MulticcoreELF (Understanding Multicore ELF image format) is image format that SDK use to boot from flash. tools/boot/multicore-elf/genimage.py is the python script that takes in input .out file of cores and then provides .mcelf and .mcelf_xip as the output. The command looks like the follwing when optishare is not enabled:

python3 /home/sanmveg/ti/workarea/mcu_plus_sdk/tools/boot/multicore-elf/genimage.py
--core-img=0:../r5fss0-0_freertos/ti-arm-clang/ipc_notify_echo_optishare.release.out
--core-img=1:../r5fss0-1_nortos/ti-arm-clang/ipc_notify_echo_optishare.release.out
--core-img=2:../r5fss1-0_nortos/ti-arm-clang/ipc_notify_echo_optishare.release.out
--core-img=3:../r5fss1-1_nortos/ti-arm-clang/ipc_notify_echo_optishare.release.out
--output=ipc_notify_echo_optishare_system.release.mcelf --merge-segments=true --tolerance-limit=0
--ignore-context=false --xip=0x60000000:0x68000000 --xlat="" --max_segment_size=8192

To enable optishare, –sso flag is to be passed.

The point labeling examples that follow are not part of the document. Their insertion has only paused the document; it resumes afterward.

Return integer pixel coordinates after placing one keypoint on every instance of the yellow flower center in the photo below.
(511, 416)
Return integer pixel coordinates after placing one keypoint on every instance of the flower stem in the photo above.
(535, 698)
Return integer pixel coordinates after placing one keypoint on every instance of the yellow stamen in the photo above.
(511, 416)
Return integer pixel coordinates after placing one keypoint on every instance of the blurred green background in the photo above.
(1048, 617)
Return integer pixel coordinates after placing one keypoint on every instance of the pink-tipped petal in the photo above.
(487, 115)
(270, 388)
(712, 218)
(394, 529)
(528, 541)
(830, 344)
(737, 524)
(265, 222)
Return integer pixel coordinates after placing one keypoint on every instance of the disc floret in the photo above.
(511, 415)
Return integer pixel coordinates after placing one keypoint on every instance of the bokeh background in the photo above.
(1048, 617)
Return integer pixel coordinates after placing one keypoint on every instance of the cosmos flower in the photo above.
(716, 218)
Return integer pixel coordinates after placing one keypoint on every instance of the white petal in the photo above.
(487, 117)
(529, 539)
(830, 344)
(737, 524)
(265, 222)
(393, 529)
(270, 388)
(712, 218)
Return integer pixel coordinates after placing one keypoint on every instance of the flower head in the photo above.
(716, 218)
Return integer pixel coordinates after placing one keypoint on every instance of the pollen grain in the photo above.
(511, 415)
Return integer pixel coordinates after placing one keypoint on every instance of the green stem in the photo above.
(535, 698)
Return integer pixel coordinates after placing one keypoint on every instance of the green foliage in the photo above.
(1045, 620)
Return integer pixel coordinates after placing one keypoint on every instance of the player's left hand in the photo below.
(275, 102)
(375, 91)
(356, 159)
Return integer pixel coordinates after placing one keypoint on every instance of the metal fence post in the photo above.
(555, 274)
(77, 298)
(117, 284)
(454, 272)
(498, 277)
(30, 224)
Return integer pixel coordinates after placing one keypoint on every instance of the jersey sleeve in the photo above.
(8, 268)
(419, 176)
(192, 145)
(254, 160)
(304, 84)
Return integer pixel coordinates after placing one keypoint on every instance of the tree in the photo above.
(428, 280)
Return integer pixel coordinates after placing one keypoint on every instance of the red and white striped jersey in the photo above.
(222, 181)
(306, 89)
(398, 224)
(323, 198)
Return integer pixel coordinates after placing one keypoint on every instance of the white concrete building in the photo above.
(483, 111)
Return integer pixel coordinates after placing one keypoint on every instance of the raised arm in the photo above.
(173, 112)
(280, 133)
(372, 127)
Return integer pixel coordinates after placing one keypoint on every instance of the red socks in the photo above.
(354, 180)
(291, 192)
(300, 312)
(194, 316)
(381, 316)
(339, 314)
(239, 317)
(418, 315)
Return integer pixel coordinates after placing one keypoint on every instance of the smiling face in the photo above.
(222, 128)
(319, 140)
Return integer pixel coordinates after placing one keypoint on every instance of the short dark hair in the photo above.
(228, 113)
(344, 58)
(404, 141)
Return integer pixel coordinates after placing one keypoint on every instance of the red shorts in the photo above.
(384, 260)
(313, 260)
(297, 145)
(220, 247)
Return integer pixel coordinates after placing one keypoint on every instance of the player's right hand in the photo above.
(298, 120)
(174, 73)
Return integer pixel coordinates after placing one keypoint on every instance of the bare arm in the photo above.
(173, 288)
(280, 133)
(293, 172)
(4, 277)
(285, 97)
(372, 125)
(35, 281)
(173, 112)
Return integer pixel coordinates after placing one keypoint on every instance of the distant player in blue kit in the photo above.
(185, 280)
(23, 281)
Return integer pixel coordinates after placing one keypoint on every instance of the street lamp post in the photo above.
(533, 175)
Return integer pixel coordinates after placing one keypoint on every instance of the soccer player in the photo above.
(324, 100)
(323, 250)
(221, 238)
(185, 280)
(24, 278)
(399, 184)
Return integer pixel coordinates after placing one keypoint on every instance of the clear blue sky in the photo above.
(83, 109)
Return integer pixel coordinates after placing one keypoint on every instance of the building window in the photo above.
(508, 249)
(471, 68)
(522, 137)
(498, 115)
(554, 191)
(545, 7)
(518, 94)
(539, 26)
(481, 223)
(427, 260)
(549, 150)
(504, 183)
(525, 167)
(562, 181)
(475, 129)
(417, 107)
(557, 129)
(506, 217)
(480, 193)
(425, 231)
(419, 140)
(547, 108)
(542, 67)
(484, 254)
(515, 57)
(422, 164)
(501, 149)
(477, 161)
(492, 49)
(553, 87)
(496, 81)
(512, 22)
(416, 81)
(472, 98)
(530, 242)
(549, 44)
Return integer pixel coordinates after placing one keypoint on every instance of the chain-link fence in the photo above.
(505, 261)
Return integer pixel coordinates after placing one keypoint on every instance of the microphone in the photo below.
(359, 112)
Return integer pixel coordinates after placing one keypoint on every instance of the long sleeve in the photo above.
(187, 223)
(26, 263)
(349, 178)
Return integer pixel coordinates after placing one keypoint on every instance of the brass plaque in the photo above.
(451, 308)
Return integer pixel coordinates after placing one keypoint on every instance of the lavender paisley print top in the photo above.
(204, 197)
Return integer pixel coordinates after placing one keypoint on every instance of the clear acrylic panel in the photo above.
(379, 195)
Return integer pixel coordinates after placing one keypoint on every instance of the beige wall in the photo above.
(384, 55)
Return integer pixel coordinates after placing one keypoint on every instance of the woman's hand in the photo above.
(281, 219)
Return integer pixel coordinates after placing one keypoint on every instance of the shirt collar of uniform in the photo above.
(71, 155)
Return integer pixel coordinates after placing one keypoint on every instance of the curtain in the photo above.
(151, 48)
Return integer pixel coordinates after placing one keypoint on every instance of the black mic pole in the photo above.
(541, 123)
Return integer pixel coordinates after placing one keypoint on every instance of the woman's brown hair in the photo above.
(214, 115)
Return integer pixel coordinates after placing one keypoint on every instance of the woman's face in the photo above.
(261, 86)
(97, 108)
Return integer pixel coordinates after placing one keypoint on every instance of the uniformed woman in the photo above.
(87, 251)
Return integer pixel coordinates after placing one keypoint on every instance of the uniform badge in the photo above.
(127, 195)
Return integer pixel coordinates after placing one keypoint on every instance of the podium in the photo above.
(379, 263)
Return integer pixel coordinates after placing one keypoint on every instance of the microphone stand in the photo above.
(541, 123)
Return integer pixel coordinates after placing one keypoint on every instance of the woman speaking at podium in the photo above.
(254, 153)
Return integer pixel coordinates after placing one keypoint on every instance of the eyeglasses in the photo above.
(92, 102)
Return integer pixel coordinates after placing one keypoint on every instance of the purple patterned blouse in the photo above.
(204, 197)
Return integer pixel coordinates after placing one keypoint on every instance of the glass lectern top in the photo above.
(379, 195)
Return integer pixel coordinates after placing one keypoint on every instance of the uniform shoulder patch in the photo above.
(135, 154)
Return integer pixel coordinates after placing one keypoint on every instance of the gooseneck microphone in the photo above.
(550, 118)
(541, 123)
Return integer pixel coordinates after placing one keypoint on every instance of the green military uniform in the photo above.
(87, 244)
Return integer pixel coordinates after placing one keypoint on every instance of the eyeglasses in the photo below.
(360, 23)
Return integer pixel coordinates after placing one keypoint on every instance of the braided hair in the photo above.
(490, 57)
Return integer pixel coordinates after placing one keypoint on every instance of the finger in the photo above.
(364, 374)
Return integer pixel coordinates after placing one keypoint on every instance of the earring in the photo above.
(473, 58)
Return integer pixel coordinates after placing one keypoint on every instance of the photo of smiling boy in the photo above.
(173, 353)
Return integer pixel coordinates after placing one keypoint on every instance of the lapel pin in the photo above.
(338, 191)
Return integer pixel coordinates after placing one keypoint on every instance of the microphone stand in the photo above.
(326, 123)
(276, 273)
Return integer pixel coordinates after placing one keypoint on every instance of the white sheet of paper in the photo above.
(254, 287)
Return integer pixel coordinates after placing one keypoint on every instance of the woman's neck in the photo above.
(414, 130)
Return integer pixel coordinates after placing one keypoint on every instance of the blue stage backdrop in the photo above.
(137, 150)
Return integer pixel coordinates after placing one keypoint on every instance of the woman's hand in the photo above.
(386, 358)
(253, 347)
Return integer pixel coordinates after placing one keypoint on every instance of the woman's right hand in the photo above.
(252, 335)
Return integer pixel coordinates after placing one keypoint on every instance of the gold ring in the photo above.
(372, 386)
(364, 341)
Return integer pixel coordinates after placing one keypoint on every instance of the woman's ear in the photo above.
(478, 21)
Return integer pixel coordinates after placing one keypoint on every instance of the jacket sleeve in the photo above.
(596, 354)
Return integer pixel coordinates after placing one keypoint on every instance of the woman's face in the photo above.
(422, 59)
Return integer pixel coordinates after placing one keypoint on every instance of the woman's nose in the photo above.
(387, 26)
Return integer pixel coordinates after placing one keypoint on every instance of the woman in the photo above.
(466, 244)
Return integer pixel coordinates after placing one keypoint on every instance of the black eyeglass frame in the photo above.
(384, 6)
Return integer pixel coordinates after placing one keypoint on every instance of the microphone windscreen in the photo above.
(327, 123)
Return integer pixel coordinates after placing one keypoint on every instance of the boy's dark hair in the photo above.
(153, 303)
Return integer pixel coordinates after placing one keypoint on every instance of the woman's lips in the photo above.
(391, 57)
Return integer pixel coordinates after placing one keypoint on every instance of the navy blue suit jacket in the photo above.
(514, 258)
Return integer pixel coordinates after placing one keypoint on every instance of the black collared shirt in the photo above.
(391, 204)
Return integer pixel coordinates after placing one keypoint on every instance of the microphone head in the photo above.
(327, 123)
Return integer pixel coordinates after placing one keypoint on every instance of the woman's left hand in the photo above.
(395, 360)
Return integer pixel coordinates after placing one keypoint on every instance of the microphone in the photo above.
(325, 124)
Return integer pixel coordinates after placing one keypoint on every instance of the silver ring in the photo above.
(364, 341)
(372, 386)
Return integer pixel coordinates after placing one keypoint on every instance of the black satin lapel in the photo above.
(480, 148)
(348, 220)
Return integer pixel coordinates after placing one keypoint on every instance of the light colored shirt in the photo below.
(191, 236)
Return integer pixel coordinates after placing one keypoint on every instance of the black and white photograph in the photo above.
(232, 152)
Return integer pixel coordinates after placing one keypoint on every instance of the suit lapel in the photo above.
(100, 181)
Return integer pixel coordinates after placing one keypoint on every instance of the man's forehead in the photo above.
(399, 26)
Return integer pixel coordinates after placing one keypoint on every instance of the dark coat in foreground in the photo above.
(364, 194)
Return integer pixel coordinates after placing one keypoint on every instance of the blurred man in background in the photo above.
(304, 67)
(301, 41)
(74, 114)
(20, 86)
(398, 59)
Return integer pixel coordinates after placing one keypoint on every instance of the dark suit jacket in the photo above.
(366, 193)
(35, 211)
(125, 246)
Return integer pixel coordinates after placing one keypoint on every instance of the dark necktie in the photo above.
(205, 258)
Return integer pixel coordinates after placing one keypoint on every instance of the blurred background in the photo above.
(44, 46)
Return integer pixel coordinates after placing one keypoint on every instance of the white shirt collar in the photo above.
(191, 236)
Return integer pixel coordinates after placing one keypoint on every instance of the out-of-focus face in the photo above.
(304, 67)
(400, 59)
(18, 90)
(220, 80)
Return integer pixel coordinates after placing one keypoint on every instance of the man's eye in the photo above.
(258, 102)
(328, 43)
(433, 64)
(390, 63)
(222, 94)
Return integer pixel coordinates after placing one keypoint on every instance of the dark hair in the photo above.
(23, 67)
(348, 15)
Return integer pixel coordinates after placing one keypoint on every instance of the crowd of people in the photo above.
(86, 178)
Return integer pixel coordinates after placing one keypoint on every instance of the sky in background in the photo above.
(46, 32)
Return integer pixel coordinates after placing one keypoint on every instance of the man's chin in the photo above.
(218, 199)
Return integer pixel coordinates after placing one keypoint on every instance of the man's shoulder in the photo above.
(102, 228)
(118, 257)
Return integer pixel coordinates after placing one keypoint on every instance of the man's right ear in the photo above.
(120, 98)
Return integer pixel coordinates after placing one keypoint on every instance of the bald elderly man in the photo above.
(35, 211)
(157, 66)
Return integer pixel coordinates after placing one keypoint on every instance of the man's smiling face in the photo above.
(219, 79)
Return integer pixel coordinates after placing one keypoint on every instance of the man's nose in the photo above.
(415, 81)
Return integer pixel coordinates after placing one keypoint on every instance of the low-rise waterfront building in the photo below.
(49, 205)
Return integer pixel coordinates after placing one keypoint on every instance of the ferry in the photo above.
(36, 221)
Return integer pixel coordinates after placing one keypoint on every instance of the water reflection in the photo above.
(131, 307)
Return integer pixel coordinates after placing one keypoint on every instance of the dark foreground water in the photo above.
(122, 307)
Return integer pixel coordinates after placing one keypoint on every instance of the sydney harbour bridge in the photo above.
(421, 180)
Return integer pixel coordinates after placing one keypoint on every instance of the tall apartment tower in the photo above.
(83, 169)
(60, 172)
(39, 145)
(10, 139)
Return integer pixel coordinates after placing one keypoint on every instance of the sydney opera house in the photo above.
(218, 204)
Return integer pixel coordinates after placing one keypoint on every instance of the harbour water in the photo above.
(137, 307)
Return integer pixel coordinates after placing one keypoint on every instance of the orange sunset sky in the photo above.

python3 <sdkPath>/tools/boot/multicore-elf/genimage.py
--core-img=0:../r5fss0-0_freertos/ti-arm-clang/ipc_notify_echo_optishare.release.optishare.out
--core-img=1:../r5fss0-1_nortos/ti-arm-clang/ipc_notify_echo_optishare.release.optishare.out
--core-img=2:../r5fss1-0_nortos/ti-arm-clang/ipc_notify_echo_optishare.release.optishare.out
--core-img=3:../r5fss1-1_nortos/ti-arm-clang/ipc_notify_echo_optishare.release.optishare.out
--output=ipc_notify_echo_optishare_system.release.optishare.mcelf
--merge-segments=true --tolerance-limit=0 --ignore-context=false --xip=0x60000000:0x68000000
--xlat=""
--max_segment_size=8192
--sso=sso.out

sso.out contains the shared code and data.

Final Remark

Implementation of optishare is bit complex as it requires some understanding of linkers, ARM Memory Protection Unit (MPU), ARM Assembly Addressing Model , SOC level address translation using RAT, Caches etc. However, if implemented correctly, it can lead of a lot of memory savings. In usecase, where there are 2 OS running on different cores, this would make almost all the OS code as shared and leaving more space for user application.